How could that be I asked him because my father was no designer of canceled puppet shows. He was a pediatric surgical cardiac ontologist. Four impressive words, and it meant exactly what you’d think. If a newborn baby had a tumor near the heart it was my father who would figure out which of the blood vessels in those two dueling spider monsters went to the heart and which went to the tumor and cut the right one and remove the tumor. These operations were done with a robotic micro-scalpel and he looked at the cluster of good and bad and borderline vessels on a screen. These took from eight at the short end to one procedure the longest twenty-one hours.

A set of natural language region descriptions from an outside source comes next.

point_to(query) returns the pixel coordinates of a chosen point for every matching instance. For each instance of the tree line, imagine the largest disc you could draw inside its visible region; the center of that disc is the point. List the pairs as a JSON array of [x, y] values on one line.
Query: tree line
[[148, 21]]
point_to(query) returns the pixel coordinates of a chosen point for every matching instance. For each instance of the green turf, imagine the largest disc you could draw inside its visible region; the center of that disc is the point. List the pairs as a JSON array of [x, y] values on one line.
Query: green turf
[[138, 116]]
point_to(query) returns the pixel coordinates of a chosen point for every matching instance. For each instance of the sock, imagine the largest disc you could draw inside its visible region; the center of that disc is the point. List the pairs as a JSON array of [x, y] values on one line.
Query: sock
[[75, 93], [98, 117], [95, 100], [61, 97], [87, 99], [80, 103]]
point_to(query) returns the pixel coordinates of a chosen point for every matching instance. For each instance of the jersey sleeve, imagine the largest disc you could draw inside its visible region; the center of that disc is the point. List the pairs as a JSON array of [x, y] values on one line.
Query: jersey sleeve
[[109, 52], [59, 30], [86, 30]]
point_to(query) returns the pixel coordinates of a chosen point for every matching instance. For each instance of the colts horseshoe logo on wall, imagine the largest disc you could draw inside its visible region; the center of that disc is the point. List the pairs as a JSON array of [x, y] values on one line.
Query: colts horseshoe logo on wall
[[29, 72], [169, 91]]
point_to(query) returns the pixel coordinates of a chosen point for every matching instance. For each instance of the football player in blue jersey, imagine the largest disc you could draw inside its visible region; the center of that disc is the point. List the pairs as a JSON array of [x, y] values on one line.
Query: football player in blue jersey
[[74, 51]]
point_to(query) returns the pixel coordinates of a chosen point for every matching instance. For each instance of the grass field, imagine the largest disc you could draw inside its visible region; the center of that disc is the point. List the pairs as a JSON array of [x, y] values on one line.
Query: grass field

Alan explained to me that my father only got the hardest cases. And in those hard cases the web of vascularization that served tumor and heart were so intricately intertwined that only in 18.4% of my father’s cases did the procedure actually work. In the other 81.6% of the cases either the heart died, or the tumor lived.

But he saved some babies?

He saved some babies. He killed some babies. He let some babies die. Halvah? asked Alan, offering me some.

My father loved halvah. I took a bite and crumbled it off my incisors, and let the flakes dissolve in my saliva.

But that’s not the question you should ask. The question you should ask is how did your father’s success rate compare with the hospitals that performed the procedure without him, who did not call him in?

How?

Their success rate was 18.38%. So the people walking around alive today because of your father are very few my boy. Very few indeed. Maybe a couple of dozen.

My father saved the lives of twenty-four human beings and he was hard on himself?

Very. Why do you think he took those Fiorinol?

Fiorinal, a yellow and green capsule containing aspirin, caffeine, and Butalbital, a barbiturate, was so named because it was developed at the Montefiore Headache Center as a treatment for tension headaches. My father took them by handfuls like peanut M&Ms, and was addicted, so the discontinuation of Fiorinal, if he had ever discontinued them, would have caused headaches as well.

Good luck with your puppets, said Alan. Perseverance keeps honor bright.

That night I took some yellow yarn out of a shoebox deep in my closet and started to make Tabitha, a puppet who would teach children about finances. I was hard on myself, but not as hard as my father had been.

But I was hard on myself about that.